Auriemma Has No Plans to Leave UConn

Good news: Geno Auriemma signed a five-year extension last week to remain the Huskies basketball coach.

Bad, somewhat related news: New Mexico men's coach Steve Alford signed a 10-year extension only to leave for the UCLA job days later.

Great news: Auriemma ain't going anywhere because, in his words, "Steve Alford hadn’t been at New Mexico for 28 years."

Apparently, Auriemma had an offer to replace Jim Foster at Ohio State but opted to stay put because, well, he's got a pretty good thing going on in Storrs.

"But early on in my career, if someone had come along and said, ‘Hey, I’ve got this great offer for you at a larger school with more resources,’ I might have gone," Auriemma said via the Hartford Courant. "I might have decided it would be better for me [to leave].

“Even after going to the Final Four for the first time in 1991 and winning the national championship in 1995, there weren’t a whole lot of options for me. There weren’t people knocking my door down to coach their programs.

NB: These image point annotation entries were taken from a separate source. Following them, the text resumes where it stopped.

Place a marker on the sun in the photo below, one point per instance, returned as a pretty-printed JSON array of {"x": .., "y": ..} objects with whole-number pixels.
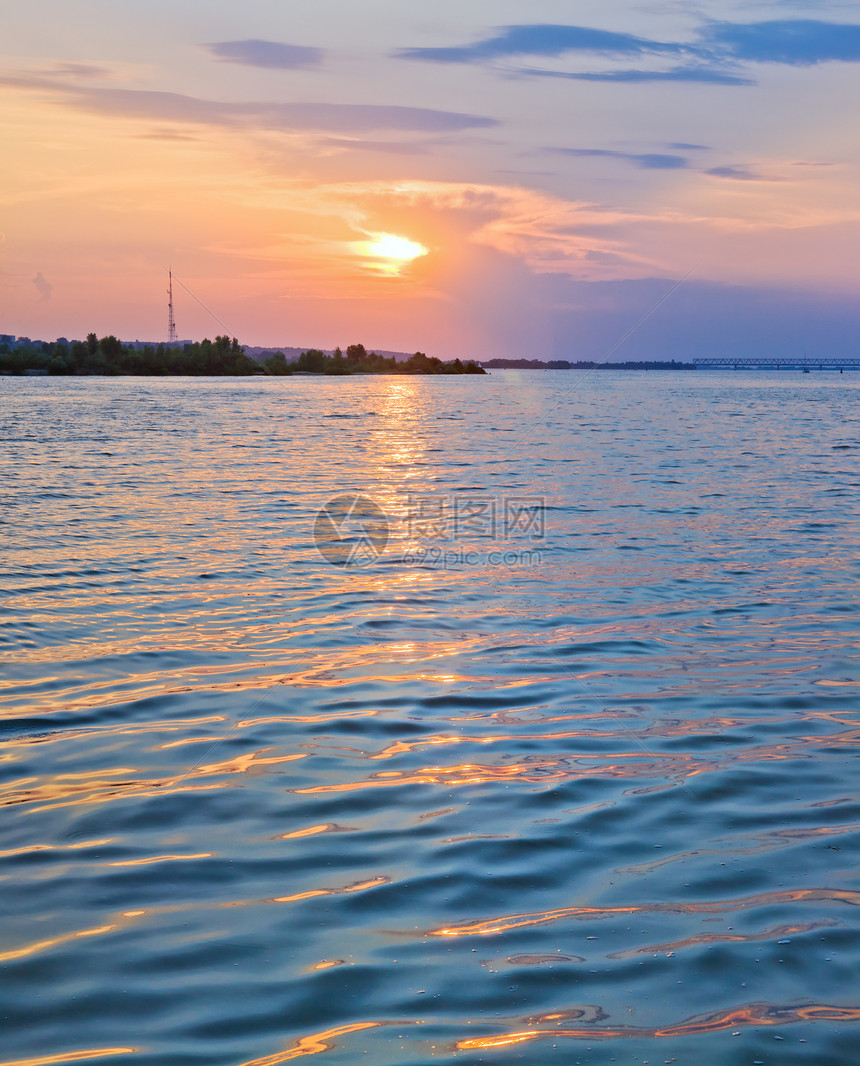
[{"x": 388, "y": 246}]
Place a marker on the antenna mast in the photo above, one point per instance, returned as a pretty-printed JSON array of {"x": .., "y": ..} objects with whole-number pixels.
[{"x": 171, "y": 319}]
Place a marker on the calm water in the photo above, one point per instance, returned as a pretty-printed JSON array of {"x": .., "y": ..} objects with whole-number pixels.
[{"x": 493, "y": 797}]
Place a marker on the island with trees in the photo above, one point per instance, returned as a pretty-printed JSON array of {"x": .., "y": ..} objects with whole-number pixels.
[
  {"x": 224, "y": 356},
  {"x": 585, "y": 365}
]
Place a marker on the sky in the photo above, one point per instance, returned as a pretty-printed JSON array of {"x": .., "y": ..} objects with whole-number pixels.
[{"x": 550, "y": 171}]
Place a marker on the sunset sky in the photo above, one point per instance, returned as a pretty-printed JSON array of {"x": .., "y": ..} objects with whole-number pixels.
[{"x": 549, "y": 170}]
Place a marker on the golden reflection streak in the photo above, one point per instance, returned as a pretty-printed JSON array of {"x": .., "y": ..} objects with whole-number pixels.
[
  {"x": 57, "y": 848},
  {"x": 68, "y": 790},
  {"x": 678, "y": 765},
  {"x": 359, "y": 886},
  {"x": 692, "y": 941},
  {"x": 312, "y": 830},
  {"x": 720, "y": 906},
  {"x": 70, "y": 1056},
  {"x": 311, "y": 1045},
  {"x": 752, "y": 1014},
  {"x": 126, "y": 917},
  {"x": 161, "y": 858},
  {"x": 34, "y": 949}
]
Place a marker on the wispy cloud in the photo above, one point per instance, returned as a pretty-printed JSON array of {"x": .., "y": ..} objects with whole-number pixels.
[
  {"x": 800, "y": 42},
  {"x": 714, "y": 57},
  {"x": 271, "y": 54},
  {"x": 703, "y": 75},
  {"x": 648, "y": 161},
  {"x": 544, "y": 39},
  {"x": 741, "y": 173},
  {"x": 299, "y": 116}
]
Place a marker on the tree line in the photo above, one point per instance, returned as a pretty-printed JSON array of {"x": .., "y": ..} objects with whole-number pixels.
[
  {"x": 357, "y": 360},
  {"x": 223, "y": 356}
]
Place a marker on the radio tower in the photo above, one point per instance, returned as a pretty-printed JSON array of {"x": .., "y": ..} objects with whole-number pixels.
[{"x": 171, "y": 319}]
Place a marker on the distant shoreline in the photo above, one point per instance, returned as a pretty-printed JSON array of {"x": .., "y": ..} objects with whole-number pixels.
[{"x": 583, "y": 365}]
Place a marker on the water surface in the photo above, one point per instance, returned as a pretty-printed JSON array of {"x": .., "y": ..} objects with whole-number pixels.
[{"x": 491, "y": 796}]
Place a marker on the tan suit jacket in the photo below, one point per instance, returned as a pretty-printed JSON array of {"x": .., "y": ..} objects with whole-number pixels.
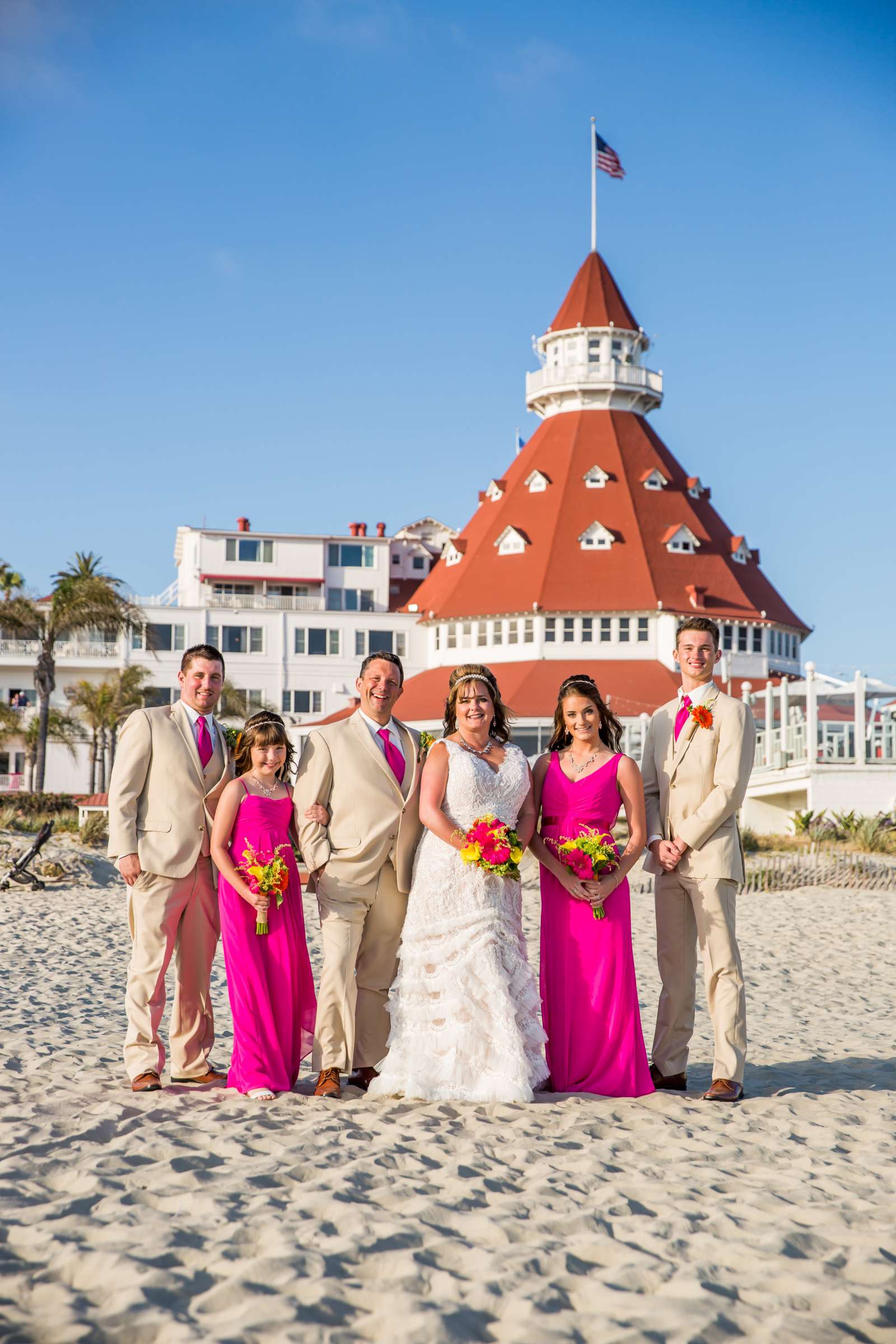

“I guess I am lucky that I just got stuck at Connecticut to win all these championships and making all this money. And I am still mad about it.”

Nothing like a little revenge and a lot of loyalty to motivate you to greatness.

“It’s funny, Auriemma continued. "When you are young and do not have roots tied to a community, it’s easy to pick up and go. You build a program and four or five years later, you go some place else.

“Had that opportunity risen, there is no way I would not have gone. There was no way I could envision in 1991 that this would have ever happened [at UConn].

“But it's impossible to make a move, especially at this part of my life, unless there is something you really don’t like about where you are or there is something somewhere else you find impossible to resist. That never came up for me. My chances came later in my life and by that point, I had no interest in them.”

Back in 2006, Auriemma had been linked to Oklahoma's men's job before going on to win two more national titles with UConn. Assuming Auriemma ever does retire, the early favorite to replace him is former player Jen Rizzotti, now the coach at Hartford.